Optimize Databricks for Cost & Performance: A Complete Guide

Whether optimizing for a new or existing Databricks environment, we’ve identified ways to address performance and cost efficiency, ensuring Databricks remains a valuable investment for your organization.

In this blog, we discuss how to:

Manage your resources better with autoscaling ↵
Track your costs effectively with cluster tagging ↵
Simplify your optimization with automated tools ↵
Increase your speed and efficiency with the Photon Engine ↵
Reduce your latency with disk cache ↵
Keep your Databricks performance high with continuous optimization ↵

How to Manage your Resources Better with Autoscaling

Autoscaling in Databricks adjusts the number of cluster nodes automatically based on workload demands, ensuring efficient resource use while balancing performance and cost.

For example, if a cluster is set to use 1 to 10 nodes, it will start with the minimum and add more as needed, scaling back down during lighter loads. This prevents unnecessary resource use and minimizes costs.

To get the most out of autoscaling in Databricks, you need to fine-tune your configuration for your specific workloads. You should:

Set minimum and maximum nodes for your cluster. If clusters are shutting down or failing at maximum capacity, increase the node limit to prevent system overload and ensure stable performance.
Adjust auto-shutdown settings to balance responsiveness and cost. For cost savings, set the cluster to shut down after a few minutes of inactivity. If faster response times are more important, keep the cluster active longer to avoid the delay of restarting.
Fine-tune executor settings to improve task execution. Adjust memory, cores per executor, and partition numbers to help tasks run efficiently and improve how well the cluster scales.
Monitor and adjust autoscaling settings regularly. Use Databricks’ monitoring tools to track cluster performance and adjust settings as workloads change to ensure efficient scaling.

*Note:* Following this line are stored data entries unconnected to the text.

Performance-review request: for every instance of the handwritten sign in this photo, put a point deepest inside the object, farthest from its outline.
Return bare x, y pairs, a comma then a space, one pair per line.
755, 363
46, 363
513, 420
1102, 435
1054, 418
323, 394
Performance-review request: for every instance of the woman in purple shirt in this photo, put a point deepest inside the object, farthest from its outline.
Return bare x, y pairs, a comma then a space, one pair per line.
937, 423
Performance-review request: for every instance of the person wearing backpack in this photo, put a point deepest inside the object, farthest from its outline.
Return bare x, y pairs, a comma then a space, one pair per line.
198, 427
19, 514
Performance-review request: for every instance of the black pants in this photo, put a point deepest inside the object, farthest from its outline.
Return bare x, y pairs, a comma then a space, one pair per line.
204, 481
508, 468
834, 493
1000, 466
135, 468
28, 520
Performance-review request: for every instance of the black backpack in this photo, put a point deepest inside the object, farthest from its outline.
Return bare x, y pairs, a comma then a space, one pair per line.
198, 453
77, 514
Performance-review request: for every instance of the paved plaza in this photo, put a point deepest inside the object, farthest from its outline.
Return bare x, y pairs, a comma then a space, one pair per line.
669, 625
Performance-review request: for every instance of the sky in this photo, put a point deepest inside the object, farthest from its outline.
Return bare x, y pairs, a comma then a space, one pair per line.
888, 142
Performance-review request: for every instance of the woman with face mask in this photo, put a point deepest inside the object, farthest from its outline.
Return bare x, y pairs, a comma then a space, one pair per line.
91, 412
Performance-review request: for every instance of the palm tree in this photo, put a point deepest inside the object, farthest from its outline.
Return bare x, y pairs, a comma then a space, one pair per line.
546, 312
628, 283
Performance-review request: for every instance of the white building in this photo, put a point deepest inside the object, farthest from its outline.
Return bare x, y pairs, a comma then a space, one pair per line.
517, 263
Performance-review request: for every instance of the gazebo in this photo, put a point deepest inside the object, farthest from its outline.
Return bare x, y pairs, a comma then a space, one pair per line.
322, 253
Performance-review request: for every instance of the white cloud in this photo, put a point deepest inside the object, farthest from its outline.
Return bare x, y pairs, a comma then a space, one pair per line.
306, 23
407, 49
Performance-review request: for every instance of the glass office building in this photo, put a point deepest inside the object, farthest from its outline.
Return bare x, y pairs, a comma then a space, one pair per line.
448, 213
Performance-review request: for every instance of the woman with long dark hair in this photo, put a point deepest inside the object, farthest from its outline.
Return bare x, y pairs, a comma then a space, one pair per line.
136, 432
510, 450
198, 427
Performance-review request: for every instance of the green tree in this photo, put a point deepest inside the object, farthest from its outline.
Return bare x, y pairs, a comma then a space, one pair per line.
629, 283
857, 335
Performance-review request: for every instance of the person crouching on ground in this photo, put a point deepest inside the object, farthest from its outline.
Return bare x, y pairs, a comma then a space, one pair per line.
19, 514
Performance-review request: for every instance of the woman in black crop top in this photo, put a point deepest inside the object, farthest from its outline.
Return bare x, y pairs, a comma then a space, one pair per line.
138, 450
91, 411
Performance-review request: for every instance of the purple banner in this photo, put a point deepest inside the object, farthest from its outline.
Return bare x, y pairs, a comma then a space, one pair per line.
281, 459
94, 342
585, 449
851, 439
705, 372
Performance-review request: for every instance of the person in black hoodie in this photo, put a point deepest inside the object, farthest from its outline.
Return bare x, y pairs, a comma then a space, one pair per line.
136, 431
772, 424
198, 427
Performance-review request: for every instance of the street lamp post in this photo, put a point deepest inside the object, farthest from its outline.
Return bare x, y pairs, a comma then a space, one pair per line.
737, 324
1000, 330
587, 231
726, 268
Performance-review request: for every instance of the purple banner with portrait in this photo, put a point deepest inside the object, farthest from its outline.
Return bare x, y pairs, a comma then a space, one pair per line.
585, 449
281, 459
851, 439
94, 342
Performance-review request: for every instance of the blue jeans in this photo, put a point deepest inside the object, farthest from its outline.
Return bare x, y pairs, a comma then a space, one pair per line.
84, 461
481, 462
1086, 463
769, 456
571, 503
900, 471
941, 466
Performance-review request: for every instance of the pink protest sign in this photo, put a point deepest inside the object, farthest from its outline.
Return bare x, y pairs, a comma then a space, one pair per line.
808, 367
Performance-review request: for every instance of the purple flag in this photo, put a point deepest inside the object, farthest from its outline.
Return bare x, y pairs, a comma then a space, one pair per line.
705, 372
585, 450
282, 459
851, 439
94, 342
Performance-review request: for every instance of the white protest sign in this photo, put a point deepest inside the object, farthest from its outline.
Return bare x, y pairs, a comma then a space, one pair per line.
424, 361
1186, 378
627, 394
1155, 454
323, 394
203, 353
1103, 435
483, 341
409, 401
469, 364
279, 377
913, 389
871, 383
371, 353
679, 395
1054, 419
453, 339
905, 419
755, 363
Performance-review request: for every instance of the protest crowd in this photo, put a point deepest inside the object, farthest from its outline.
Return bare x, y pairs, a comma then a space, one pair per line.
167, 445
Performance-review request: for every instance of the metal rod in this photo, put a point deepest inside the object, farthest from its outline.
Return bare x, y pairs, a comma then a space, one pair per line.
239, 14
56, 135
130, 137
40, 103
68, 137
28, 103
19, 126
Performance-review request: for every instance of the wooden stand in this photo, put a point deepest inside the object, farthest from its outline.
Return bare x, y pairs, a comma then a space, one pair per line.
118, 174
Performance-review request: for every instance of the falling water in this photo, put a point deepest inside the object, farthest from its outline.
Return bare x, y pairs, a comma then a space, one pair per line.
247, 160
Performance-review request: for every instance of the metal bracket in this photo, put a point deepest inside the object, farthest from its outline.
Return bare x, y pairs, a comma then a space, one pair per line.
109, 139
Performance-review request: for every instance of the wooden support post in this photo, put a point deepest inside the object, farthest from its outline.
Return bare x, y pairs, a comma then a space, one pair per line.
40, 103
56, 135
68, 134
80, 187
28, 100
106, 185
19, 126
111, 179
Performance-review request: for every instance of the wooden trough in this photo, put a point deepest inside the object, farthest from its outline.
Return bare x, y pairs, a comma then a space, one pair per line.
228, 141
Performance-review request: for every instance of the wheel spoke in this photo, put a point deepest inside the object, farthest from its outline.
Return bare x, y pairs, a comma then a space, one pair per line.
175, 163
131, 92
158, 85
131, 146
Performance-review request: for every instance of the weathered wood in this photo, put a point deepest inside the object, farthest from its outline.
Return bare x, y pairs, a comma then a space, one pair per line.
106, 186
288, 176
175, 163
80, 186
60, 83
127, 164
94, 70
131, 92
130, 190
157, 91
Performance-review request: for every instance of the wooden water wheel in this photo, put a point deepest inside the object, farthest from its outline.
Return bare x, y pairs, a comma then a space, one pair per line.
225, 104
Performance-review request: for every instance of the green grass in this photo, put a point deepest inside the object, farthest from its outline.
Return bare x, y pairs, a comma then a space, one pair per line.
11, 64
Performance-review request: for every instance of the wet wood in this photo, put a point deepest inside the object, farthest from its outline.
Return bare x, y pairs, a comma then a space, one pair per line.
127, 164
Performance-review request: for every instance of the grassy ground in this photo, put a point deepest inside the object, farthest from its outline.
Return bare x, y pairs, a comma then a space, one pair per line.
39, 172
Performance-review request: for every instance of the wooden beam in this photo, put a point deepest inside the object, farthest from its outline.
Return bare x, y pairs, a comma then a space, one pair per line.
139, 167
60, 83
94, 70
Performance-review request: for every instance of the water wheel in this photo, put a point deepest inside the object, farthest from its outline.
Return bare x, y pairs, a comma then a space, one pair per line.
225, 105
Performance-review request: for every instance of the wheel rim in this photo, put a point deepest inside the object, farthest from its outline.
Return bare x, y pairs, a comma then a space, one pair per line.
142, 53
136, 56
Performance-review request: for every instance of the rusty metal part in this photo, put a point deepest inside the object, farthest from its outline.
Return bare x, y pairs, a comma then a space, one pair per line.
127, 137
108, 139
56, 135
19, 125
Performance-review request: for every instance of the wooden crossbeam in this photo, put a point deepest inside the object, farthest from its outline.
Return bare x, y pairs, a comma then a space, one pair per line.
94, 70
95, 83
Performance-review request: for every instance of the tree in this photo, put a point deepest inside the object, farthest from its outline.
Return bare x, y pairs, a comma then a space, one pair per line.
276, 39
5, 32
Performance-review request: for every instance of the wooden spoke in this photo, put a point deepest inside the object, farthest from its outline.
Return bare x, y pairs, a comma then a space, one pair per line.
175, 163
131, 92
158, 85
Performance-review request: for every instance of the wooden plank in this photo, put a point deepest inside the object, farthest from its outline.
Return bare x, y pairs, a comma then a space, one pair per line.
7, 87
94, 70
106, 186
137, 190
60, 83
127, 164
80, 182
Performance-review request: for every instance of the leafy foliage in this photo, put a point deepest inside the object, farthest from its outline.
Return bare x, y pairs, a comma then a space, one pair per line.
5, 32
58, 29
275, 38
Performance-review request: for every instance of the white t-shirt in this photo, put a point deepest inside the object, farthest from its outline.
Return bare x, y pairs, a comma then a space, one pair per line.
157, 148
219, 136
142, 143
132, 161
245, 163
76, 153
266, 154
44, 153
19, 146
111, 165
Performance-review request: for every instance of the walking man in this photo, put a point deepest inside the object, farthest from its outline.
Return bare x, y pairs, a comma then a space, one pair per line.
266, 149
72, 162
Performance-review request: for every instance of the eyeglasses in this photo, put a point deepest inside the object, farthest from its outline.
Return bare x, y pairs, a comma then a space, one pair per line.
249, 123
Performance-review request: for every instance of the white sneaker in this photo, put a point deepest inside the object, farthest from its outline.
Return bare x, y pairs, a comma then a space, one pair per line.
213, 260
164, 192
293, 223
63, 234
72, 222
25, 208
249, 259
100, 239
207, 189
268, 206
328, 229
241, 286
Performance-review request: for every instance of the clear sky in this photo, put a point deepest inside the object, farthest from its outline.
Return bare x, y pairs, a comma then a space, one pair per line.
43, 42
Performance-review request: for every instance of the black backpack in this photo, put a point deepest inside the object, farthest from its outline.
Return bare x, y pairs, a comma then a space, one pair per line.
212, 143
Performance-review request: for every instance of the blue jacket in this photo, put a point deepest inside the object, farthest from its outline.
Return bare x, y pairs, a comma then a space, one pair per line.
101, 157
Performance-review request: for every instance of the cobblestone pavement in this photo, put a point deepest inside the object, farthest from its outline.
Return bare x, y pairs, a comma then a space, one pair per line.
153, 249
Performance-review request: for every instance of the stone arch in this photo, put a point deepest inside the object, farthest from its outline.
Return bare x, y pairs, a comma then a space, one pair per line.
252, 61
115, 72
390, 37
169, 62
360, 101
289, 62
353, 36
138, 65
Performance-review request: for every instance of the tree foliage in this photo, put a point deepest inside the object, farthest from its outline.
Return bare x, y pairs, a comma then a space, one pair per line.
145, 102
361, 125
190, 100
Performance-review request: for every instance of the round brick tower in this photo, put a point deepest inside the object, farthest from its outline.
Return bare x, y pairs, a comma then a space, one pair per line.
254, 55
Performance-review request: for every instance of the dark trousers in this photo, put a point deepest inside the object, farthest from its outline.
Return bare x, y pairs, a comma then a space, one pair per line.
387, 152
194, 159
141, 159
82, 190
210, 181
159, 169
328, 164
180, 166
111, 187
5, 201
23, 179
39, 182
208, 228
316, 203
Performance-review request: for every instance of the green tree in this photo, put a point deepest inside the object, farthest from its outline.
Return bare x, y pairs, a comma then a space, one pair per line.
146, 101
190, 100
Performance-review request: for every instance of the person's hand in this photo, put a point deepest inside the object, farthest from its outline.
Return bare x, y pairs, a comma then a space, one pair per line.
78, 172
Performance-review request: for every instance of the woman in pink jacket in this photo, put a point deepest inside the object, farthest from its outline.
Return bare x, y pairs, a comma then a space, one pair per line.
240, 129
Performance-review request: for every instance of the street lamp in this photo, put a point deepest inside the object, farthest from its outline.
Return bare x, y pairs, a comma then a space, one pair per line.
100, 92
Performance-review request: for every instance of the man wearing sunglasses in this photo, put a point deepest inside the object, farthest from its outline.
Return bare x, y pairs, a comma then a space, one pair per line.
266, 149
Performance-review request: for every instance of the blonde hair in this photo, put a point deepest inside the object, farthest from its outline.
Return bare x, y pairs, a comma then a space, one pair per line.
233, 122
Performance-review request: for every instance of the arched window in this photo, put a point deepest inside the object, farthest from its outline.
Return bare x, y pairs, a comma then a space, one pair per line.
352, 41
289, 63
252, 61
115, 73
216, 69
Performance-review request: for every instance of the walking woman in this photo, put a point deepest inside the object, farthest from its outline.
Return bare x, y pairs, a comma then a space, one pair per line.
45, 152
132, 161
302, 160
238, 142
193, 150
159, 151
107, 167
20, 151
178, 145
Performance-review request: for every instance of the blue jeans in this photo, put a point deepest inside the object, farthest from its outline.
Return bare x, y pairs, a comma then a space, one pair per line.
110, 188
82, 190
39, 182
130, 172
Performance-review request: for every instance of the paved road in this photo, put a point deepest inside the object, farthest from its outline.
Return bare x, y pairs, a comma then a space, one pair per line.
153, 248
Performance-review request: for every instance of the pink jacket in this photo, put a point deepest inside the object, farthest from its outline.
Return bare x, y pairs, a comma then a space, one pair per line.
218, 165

A graph titled 'Balancing Cost & Performance in Databricks' displays three key strategies for optimizing cost and performance on Databricks. The X-axis represents cost, while the Y-axis represents performance. Cluster Tagging, located on the lower-left of the graph, is labeled 'For Cost-Efficiency.' Autoscaling is positioned in the center, labeled 'For Balanced Workloads.' Photon Engine, on the upper-right, is labeled 'For High-Performance Scenarios.' Each strategy is marked with a red dot indicating its relative position on the cost-performance spectrum.

Autoscaling helps balance cost and performance, while Photon Engine boosts speed for high-demand tasks, and Cluster Tagging keeps costs under control.

How to Track your Costs Effectively with Cluster Tagging

Cluster tagging in Databricks is a powerful tool for monitoring and managing resources. Apply custom tags to clusters to track resource usage in detail and align data operations with your financial and operational goals. This approach provides the granularity needed for accurate cost tracking and efficient resource allocation.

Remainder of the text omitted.